# GB Sertoma Fishing Rodeo Has a great lionfish Division



## amckeown30 (Jul 8, 2012)

*25th GB Sertoma Fishing Rodeo* 
Buy fishing tickets for only $15 each at http://www.familyfishingrodeo.com/ab...eo/buy-tickets The prizes are the best ever! A lot going on. All proceeds benefit local charities. Bring the whole family. We have 300 rods and reels to give away to kids. Over $10k worth in silent auction. $2 raffle tickets for Big Green Egg AND 65qt Yeti cooler can be bought on our website. South Shoreline Park June 6 & 7 1-5pm. Family Fun! 

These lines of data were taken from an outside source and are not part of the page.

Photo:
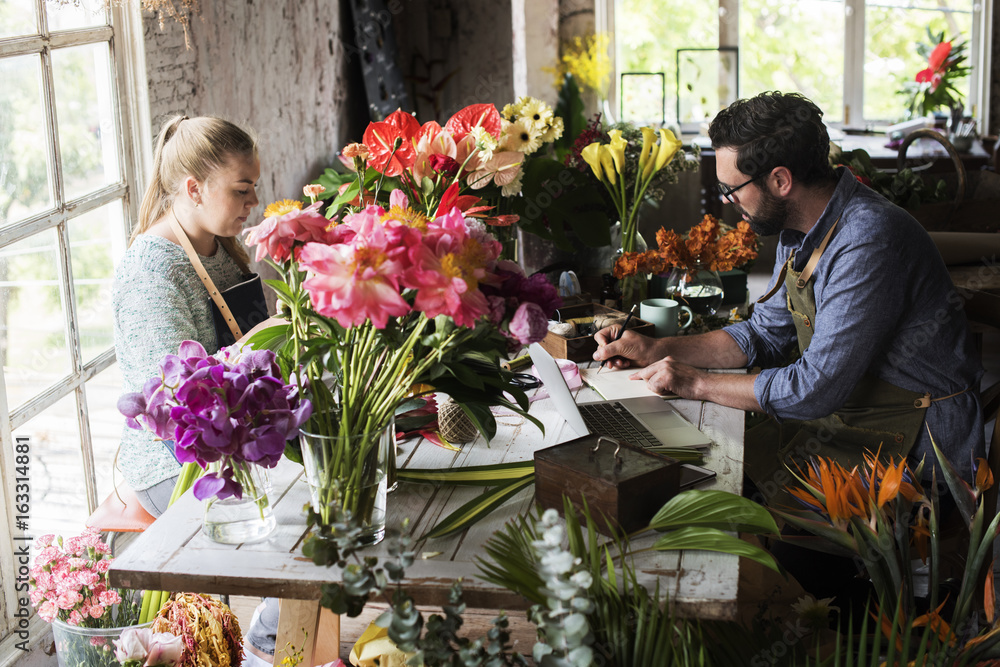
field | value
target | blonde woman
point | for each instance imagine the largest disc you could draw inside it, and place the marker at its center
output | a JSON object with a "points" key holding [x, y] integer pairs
{"points": [[205, 171]]}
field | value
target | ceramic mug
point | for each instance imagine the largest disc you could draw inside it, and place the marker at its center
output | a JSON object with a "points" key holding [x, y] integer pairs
{"points": [[663, 314]]}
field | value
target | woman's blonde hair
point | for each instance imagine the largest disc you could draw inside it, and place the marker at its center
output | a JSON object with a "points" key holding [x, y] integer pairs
{"points": [[194, 147]]}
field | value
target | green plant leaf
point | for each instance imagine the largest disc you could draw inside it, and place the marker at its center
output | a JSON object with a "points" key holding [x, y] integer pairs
{"points": [[711, 539], [714, 509], [489, 475], [477, 508]]}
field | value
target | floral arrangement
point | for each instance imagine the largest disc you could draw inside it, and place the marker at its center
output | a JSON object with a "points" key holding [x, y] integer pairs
{"points": [[879, 513], [935, 86], [209, 631], [69, 582], [232, 409], [141, 647], [705, 244], [386, 299]]}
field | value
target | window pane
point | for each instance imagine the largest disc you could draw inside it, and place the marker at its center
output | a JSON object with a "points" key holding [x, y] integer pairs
{"points": [[97, 241], [892, 30], [86, 118], [648, 36], [24, 168], [58, 494], [31, 317], [106, 425], [17, 17], [794, 46], [66, 16]]}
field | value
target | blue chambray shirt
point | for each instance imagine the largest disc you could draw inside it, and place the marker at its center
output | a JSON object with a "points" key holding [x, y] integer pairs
{"points": [[885, 305]]}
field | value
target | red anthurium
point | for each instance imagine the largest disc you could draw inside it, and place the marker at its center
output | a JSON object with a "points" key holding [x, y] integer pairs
{"points": [[939, 55], [409, 127], [385, 156], [474, 115]]}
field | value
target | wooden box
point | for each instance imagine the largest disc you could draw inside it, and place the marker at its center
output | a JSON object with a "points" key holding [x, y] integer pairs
{"points": [[582, 348], [623, 488]]}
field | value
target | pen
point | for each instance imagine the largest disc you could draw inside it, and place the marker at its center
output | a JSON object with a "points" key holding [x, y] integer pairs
{"points": [[620, 332]]}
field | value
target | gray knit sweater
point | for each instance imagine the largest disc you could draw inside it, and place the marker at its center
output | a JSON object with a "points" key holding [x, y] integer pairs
{"points": [[159, 302]]}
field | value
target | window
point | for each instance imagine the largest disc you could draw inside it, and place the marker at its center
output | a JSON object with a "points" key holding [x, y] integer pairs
{"points": [[849, 56], [68, 184]]}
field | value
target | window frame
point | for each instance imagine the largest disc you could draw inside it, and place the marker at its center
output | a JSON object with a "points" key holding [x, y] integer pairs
{"points": [[130, 107], [854, 40]]}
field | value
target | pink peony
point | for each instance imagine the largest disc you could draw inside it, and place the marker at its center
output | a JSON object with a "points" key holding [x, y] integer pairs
{"points": [[529, 324], [357, 281], [276, 236]]}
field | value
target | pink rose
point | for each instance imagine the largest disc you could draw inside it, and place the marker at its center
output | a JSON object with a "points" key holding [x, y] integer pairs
{"points": [[529, 324]]}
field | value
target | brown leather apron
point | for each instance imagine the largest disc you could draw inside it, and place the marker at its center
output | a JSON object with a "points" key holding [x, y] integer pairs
{"points": [[876, 414]]}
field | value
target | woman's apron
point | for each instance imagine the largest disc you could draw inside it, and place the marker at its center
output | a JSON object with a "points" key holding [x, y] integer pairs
{"points": [[877, 414]]}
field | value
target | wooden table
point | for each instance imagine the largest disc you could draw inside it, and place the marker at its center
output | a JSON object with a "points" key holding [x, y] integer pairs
{"points": [[174, 555]]}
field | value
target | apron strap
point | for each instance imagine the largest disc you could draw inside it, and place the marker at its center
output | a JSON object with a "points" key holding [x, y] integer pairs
{"points": [[814, 258], [206, 279], [926, 400], [806, 272]]}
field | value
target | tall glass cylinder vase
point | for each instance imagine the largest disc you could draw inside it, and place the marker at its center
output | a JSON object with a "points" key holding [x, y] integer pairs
{"points": [[632, 288], [699, 288], [90, 647], [349, 472], [241, 520]]}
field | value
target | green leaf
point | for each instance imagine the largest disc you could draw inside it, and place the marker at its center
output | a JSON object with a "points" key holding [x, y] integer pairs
{"points": [[489, 475], [271, 338], [710, 539], [477, 508], [714, 509]]}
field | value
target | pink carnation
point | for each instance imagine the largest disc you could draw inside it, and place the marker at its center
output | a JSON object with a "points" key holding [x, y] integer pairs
{"points": [[48, 611], [276, 236]]}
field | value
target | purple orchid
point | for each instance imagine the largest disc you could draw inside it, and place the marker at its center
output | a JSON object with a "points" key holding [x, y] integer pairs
{"points": [[232, 408]]}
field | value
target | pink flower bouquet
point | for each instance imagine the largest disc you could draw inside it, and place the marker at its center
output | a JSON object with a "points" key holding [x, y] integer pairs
{"points": [[387, 299]]}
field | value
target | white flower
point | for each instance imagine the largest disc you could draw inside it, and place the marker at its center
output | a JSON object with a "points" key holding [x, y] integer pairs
{"points": [[554, 130]]}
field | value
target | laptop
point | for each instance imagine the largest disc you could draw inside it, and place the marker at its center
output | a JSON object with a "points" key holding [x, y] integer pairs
{"points": [[648, 422]]}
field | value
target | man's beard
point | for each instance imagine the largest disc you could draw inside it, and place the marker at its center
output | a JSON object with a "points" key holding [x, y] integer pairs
{"points": [[770, 217]]}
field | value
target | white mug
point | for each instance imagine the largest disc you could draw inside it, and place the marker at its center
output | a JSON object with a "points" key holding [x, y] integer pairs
{"points": [[663, 314]]}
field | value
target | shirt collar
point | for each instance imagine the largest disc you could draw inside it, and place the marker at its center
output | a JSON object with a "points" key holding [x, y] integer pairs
{"points": [[804, 244]]}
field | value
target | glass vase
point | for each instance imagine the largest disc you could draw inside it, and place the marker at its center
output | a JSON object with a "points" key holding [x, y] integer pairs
{"points": [[241, 520], [635, 288], [699, 288], [349, 473], [87, 647]]}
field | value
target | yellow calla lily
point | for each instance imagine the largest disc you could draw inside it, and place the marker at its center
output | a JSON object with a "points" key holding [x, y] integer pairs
{"points": [[608, 162], [617, 149], [648, 144], [669, 145], [591, 155]]}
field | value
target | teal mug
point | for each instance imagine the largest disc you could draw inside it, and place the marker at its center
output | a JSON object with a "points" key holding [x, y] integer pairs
{"points": [[664, 314]]}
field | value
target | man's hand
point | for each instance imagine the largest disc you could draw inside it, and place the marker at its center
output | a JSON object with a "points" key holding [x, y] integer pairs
{"points": [[632, 350], [669, 376]]}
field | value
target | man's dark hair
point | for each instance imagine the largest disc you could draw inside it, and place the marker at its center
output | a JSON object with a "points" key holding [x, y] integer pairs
{"points": [[775, 130]]}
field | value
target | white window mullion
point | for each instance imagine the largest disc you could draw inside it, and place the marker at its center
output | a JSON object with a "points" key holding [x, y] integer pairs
{"points": [[854, 62]]}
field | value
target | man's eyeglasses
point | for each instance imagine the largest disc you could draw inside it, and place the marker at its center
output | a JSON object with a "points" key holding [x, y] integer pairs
{"points": [[728, 192]]}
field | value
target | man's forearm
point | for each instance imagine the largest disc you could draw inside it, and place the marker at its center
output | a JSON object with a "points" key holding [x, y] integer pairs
{"points": [[715, 349]]}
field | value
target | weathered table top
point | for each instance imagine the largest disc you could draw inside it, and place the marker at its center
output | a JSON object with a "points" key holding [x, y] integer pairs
{"points": [[174, 555]]}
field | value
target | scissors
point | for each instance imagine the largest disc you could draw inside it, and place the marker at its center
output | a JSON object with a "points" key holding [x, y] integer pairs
{"points": [[525, 381]]}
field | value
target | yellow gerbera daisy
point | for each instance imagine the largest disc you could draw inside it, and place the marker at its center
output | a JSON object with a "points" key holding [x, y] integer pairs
{"points": [[521, 136], [281, 207], [536, 112]]}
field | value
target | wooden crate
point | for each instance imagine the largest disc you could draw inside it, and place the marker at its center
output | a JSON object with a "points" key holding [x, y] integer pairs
{"points": [[623, 489], [582, 348]]}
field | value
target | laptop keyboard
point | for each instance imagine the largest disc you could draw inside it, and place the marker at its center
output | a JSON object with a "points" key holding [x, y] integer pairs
{"points": [[612, 419]]}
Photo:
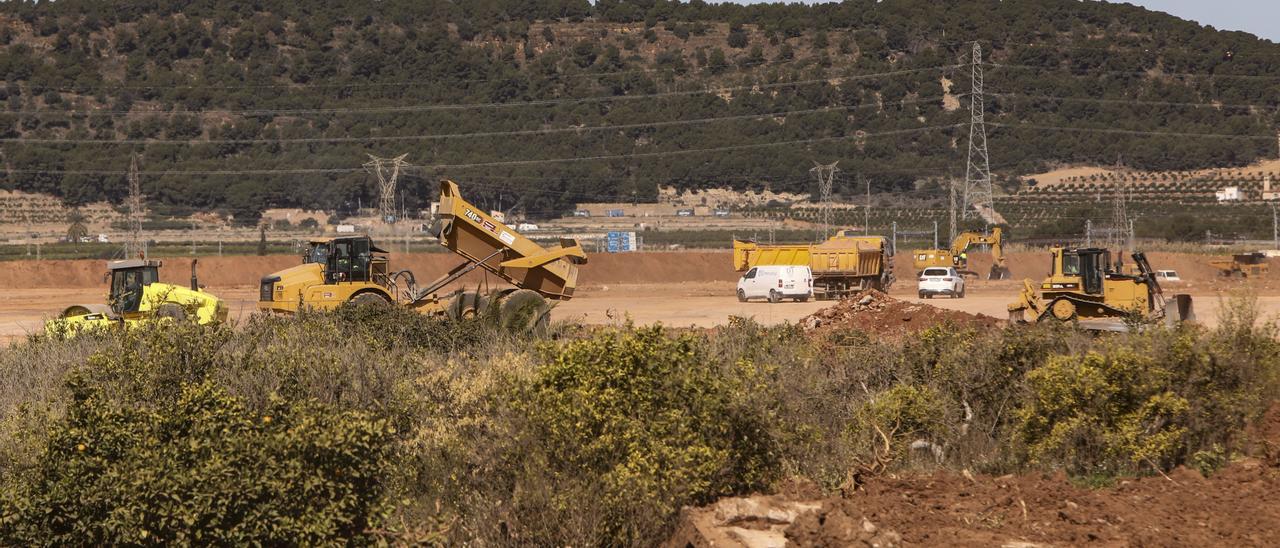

Check our the prizes for lionfish: http://www.familyfishingrodeo.com/about-the-rodeo/the-rodeo/awards-prizes


----------



## doggfish (Oct 30, 2009)




----------



## amckeown30 (Jul 8, 2012)

*This Year's Lionfish trophy is one of a kind!*

Thanks Skip Tanner for such awesome trophies this year! This baby goes to the person that has a fish ticket and brings in the most aggregate weight of lionfish during the Rodeo. Also first place gets a Luminox A.4221 dive watch valued at $700.


----------



## Candy (Jan 6, 2008)

That's a cool looking trophy!


----------



## Billybob+ (Jul 12, 2011)

Don't know who Skip Tanner is but the trophy alone almost makes me want to enter:notworthy:


----------



## amckeown30 (Jul 8, 2012)

When you come to the Rodeo you will b able to meet Skip. He'll b selling his artwork. Thanks in advance for your support!


----------



## amckeown30 (Jul 8, 2012)

*The Rodeo made the News!*

I'm going to be on the 6:00 channel 3 news tonight talking about the rodeo. Tune In and check us out!!


----------



## amckeown30 (Jul 8, 2012)

*lionfish hunters free entry*

Calling All lionfish hunters. 

We've decided to allow lionfish to be weighed in without a $15 fishing ticket. We don't want anyone not weighing in lionfish over $15. It's to important to get rid of these menacing fish. Of coarse, this is a charity fundraiser, so any donations are appreciated and used 100% for local charities.

If you get any lionfish at all please bring them to South Shoreline Park in Gulf Breeze, from the sound the green roofs on the north side of the Bob Sikes bridge. We'll weigh them clean them and cook them for you. 

We need to get the count up, so FWC will give us the donation they have committed to us for having the lionfish category. Just you bringing in the lionfish alone will help you raise money for local charities. Your good dead for the weekend will be done. 

Thanks for your help Reef Rangers!


----------